Mi juillet, à notre retour,tout s’accélère pour nous. Fini l’ambiance peinarde des mouillages méditerranéens, la lecture, les siestes, les bains et le calme des balades. Les jeunes arrivent et alimentent une ambiance un peu plus tonique. Marion vient nous faire profiter de sa grossesse. Pierre remet en état les ordinateurs de la maison. Avec Cyrille et Alban il répare le grand lave vaisselle si pratique quand il y a du monde et dieu sait si cela tombait bien. Céline, après s’être remise d’une intoxication alimentaire anglaise ( c’est important de le signaler), participe activement à motiver les anciens dans leurs projets et leurs taches quotidiennes… Ainsi elle donne la main à Philippe pour avancer dans la réfection de la grande gouttière de la grange; elle s’occupe de tous les animaux sauf des vaches qu’elle n’aime que de loin et n’arrête pas de trouver des petits boulots à faire (même plus le temps de lire mais en a quand même pour se faire de grosses siestes…) . Olivier, tant attendu, est chez nous pour refaire la façade: son dynamisme nous secoue un brin. Heureusement qu’il trouve le temps de prendre un café et partager ses repas avec nous pour nous transmettre ses savoirs et sa bonne humeur… Nous essayons avec Philippe de reprendre les bobos de nos tracteurs mais c’est l’été et il n’est pas facile de trouver les pièces. Toutefois nous ne perdons pas espoir. Alban m’aide à peindre les outils que Philippe à refait pour la ferme.
Didier, comme promis, vient nous chercher avec sa fille Elise pour rajeunir notre troupeau ovin: 3 nouvelles gerses de toute beauté, élevées par son père Raymond, âgé de 89 ans et habitant Hauteville la Guichard (cela ne s’invente pas!), ont rejoint Ravent. Sur le marché nous avons acheté 5 jolies pintades qui viendrons enrichir les cocolinements du coq, les caquettements et les gloussements des poules, les piaillements des poulets, les caracoulements des pigeons ramiers et des tourterelles, les bavardages matinaux des pies, les graillements des corbeaux et des corneilles et bien sûr les pépiements incessants des moineaux et autres passereaux. Comme si ce n’était pas assez vivant comme cela à Ravent!
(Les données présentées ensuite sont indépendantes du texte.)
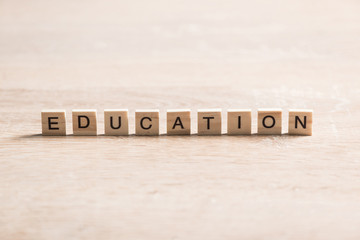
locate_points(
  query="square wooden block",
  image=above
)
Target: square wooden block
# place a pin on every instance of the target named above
(147, 122)
(239, 122)
(116, 122)
(84, 122)
(269, 121)
(209, 122)
(178, 121)
(300, 122)
(53, 122)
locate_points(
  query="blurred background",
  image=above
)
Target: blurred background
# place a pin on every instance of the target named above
(179, 54)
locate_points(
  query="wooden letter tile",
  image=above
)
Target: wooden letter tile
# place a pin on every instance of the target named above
(239, 122)
(84, 122)
(178, 122)
(116, 122)
(300, 122)
(209, 122)
(147, 122)
(53, 122)
(269, 121)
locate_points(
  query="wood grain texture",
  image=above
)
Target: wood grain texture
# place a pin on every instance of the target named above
(179, 54)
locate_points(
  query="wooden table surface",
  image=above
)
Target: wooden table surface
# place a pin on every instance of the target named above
(180, 54)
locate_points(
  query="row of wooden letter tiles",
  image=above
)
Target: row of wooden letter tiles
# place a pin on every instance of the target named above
(178, 122)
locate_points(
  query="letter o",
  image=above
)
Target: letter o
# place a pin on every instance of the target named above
(273, 122)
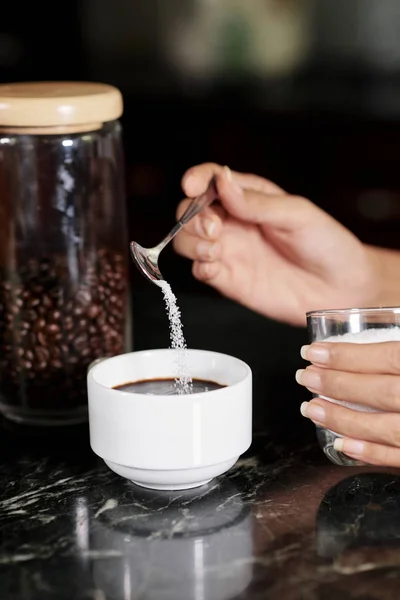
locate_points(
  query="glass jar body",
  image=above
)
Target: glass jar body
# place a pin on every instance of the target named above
(64, 298)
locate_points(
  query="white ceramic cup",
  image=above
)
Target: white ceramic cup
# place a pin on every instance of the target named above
(170, 442)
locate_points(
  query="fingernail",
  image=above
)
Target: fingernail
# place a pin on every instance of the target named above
(309, 379)
(209, 226)
(315, 353)
(353, 447)
(235, 187)
(228, 173)
(313, 411)
(303, 352)
(205, 250)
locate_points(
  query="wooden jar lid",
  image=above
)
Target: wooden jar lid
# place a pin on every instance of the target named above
(58, 107)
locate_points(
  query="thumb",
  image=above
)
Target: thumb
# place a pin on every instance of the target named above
(282, 211)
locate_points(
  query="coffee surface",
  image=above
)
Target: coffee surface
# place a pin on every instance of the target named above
(165, 387)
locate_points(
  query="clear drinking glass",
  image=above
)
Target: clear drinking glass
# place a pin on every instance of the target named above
(355, 325)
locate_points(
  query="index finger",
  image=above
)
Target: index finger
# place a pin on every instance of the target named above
(196, 179)
(379, 357)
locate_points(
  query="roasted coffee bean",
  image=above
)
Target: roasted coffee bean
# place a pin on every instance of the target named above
(52, 328)
(50, 331)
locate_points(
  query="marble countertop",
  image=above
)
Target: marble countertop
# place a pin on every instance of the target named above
(283, 524)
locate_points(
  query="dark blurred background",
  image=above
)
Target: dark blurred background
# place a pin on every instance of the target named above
(304, 92)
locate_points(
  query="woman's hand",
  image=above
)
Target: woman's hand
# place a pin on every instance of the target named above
(364, 374)
(275, 253)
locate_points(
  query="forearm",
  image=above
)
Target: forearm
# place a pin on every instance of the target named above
(387, 269)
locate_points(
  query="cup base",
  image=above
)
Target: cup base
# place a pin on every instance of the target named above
(326, 439)
(179, 479)
(170, 488)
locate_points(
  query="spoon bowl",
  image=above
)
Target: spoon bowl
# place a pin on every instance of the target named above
(146, 259)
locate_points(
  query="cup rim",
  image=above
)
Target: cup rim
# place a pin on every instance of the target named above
(341, 311)
(184, 397)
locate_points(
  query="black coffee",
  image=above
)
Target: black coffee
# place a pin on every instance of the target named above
(165, 387)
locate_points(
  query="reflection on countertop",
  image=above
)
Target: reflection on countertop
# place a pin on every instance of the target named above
(283, 523)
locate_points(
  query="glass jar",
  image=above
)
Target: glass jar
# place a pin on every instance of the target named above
(64, 298)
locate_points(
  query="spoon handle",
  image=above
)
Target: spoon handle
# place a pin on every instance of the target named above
(200, 202)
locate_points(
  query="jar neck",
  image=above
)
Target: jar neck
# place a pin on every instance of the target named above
(59, 130)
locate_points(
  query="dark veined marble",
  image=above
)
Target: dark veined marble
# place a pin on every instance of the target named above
(282, 524)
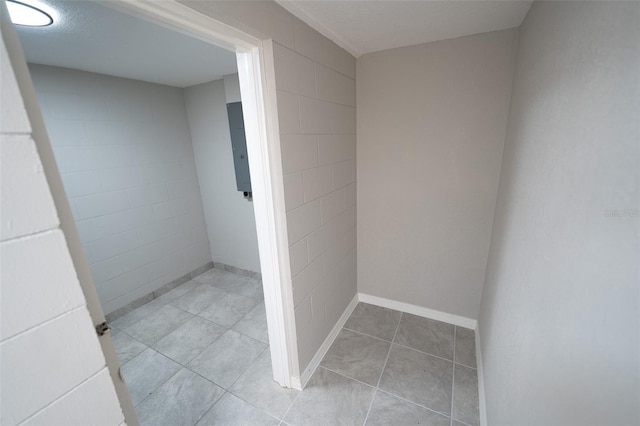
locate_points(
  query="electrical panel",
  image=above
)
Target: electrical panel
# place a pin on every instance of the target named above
(239, 145)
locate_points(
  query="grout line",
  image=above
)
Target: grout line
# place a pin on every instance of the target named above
(365, 334)
(384, 366)
(389, 352)
(375, 392)
(422, 352)
(413, 403)
(347, 377)
(284, 416)
(453, 376)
Nous sommes en effet envahis par toutes sortes d’oiseaux qui trouvent refuge ici en raison de la suppression inconsidérée des haies aux alentours. Les nids sont légion et il n’est pas rare de récupérer un petit oisillon tombé du nid, venu se perdre à l’intérieur de la maison.
Le jardin donne à plein: excellentes betteraves, courgettes, salades, fines herbes, carottes, fraises, cerises et bientôt tomates; super poireaux, navets, concombres, haricots… De quoi préparer de bons petits plats. Merci aux jardiniers. Les poules babets, bien drivées par Catherine sont à leur deuxième couvée chacune. Ce soir nous allons chercher avec Céline un nouveau couple de babets pour contrecarrer les velléités de notre grand coq qui s’intéresse de trop près aux naines de notre poulailler. Nous ne manquerons pas de volailles cet hiver.